A l’extrême opposé, le parti pris de Vincent Dulom n’en est pas moins diminué (bien qu’effectivement à une échelle moindre…) : la série de peintures contemplatives Entre Tant dans la chapelle de la Trinité à Bieuzy, fait naître, par ses dimensions et son matériau (impression à l’encre sur papier chiffon) la possibilité perceptive de sa propre disparition. Leur installation, que fonde une économie de moyens proche de la pénurie, interroge, in situ, les lieux qui les accueillent, leur fragilité, le risque de l’oubli ou de la disparition.

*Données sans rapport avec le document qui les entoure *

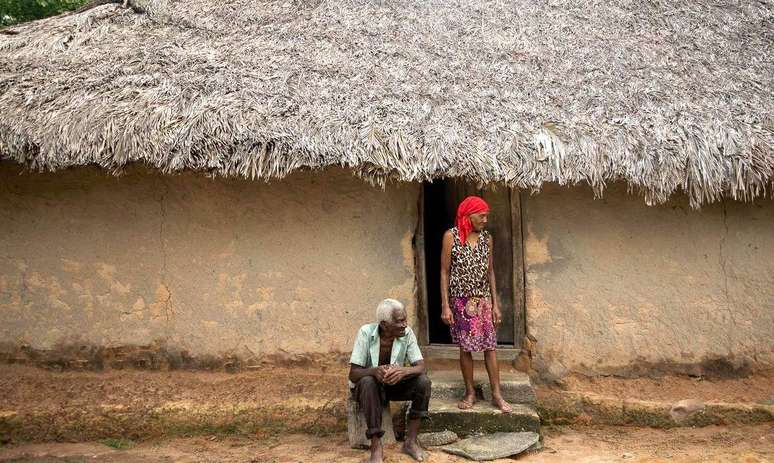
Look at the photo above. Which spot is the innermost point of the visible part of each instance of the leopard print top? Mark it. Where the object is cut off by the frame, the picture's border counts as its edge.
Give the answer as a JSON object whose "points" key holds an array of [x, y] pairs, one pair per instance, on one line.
{"points": [[469, 267]]}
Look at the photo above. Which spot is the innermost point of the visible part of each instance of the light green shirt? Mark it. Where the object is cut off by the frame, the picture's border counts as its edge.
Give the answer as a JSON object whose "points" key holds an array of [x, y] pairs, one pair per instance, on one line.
{"points": [[365, 352]]}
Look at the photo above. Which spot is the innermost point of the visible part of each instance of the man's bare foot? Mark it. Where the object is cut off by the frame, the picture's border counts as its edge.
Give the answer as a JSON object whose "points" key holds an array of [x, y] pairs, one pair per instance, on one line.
{"points": [[412, 449], [376, 455], [500, 403], [467, 402]]}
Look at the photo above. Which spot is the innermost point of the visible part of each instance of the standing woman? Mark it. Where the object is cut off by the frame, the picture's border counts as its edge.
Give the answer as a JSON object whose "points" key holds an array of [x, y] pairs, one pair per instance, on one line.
{"points": [[468, 296]]}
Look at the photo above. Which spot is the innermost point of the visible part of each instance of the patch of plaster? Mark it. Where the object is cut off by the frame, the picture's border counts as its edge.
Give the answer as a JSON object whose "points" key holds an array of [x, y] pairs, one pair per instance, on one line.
{"points": [[535, 249]]}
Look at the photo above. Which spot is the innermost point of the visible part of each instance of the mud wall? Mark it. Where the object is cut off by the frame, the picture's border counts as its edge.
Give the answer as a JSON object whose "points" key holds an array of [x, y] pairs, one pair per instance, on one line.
{"points": [[208, 266], [617, 287]]}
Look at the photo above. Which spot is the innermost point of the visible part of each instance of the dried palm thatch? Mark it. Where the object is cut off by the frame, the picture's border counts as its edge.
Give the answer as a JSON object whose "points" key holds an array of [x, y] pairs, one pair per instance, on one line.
{"points": [[665, 95]]}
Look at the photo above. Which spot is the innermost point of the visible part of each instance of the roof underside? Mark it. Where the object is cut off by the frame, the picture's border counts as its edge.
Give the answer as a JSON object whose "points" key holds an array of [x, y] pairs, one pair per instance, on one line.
{"points": [[665, 95]]}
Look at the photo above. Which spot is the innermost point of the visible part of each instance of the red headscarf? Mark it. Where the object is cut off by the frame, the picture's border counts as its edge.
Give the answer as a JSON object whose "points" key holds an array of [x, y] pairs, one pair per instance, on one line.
{"points": [[469, 205]]}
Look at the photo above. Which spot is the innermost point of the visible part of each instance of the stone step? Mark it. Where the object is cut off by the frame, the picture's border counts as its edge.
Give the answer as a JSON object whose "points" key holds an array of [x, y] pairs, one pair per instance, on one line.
{"points": [[483, 418], [515, 386]]}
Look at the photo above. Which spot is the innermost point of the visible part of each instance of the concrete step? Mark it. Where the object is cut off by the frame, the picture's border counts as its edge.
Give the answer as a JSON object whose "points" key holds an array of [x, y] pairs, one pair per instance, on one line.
{"points": [[481, 419], [515, 386]]}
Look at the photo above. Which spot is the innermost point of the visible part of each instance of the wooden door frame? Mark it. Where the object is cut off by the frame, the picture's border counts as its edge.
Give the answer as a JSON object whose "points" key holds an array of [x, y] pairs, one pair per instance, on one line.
{"points": [[517, 234]]}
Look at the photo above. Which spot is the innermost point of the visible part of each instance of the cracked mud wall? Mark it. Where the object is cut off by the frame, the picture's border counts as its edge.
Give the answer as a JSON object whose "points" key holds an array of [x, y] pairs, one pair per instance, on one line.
{"points": [[617, 287], [210, 266]]}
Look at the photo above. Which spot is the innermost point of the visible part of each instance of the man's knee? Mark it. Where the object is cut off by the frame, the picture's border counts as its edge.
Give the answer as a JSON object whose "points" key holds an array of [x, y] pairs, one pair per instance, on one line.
{"points": [[423, 384]]}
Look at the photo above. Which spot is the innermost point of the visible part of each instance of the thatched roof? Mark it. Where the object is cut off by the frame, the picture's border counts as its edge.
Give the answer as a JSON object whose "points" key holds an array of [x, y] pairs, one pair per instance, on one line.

Dans une même veine minimaliste, on retrouve le travail de Marie Zawieja à la chapelle Saint-Tugdual de Quistinic : « Une part de simplification des formes entre en compte, il s’agit de donner assez d’informations pour que la forme soit comprise sans qu’elle soit descriptive. La peinture se fait dans des rapports de masse, de couleurs, dans sa capacité qui lui est propre de créer des raccourcis de sens. » (Marie Zawieja). Il faut noter également le travail subtil de Marc Couturier à la chapelle de la Sainte-Trinité du domaine de Kerguéhennec (fruit d’un partenariat entre l’Art dans les Chapelles et cette institution dont nous vous parlons régulièrement dans les pages de Narthex).
Dans la chapelle Notre-Dame du Guelhouit, l’artiste Cécile Beau convie la nature à pénétrer dans l’espace intérieur, entre les pierres et les sculptures polychromes. Végétaux et minéraux y sont combinés dans des écosystèmes prenant la forme de paysages – dépouillé de la présence humaine – souvent austères et énigmatiques, que l’artiste fusionne en d’étranges hybrides naviguant dans un autre espace-temps.
A Cléguérec, la chapelle de la Trinité s’est parée de bleu ; des vitrines sont alignées, remplies de liquide, dans lequel une forme fantomatique ondule lentement, hypnotique. Ces installations sont le fruit des recherches de Adam Jeppesen. Ces formes presque inquiétantes, pièces de tissu tendues à quatre épingles, ne sont pas sans susciter des émotions contradictoires : émerveillement, curiosité, inquiétude ou méfiance… C’est que l’art permet à chacun de percevoir et de s’émouvoir différemment !
Mais aussi, Joan Ayrton à la Chapelle Notre-Dame du Moustoir (Malguénac), Charlotte Charbonnel à la Chapelle Saint-Meldéoc (Locmeltro, Guern), Laura Gozlan à la Chapelle Saint-Adrien de Saint-Barthélémy, Silvia Hestenets à la Chapelle Notre-Dame des Fleurs (Evellys, Moustoir-Remungol), Henri Jacobs à la Chapelle Sainte-Tréphine de Pontivy, Pascal Pinaud à la Chapelle Saint-Nicolas de Pluméliau, David Renaud à la Chapelle Saint-Drédeno (Saint-Gérand), Émilie Satre dans Les Bains-douches de Pontivy, Emmanuel Saulnier & Rémy Yadan en duo dans la Chapelle Sainte-Noyale (Noyal-Pontivy) ou enfin Peter Soriano dans la Chapelle Saint-Jean (Le Sourn).
Les chapelles de l’Art dans les chapelles sont toujours à découvrir dans trois circuits balisés qui guideront les visiteurs sur les routes du Pays de Pontivy et de la vallée du Blavet. Un guide est présent dans chaque chapelle pour accompagner la visite.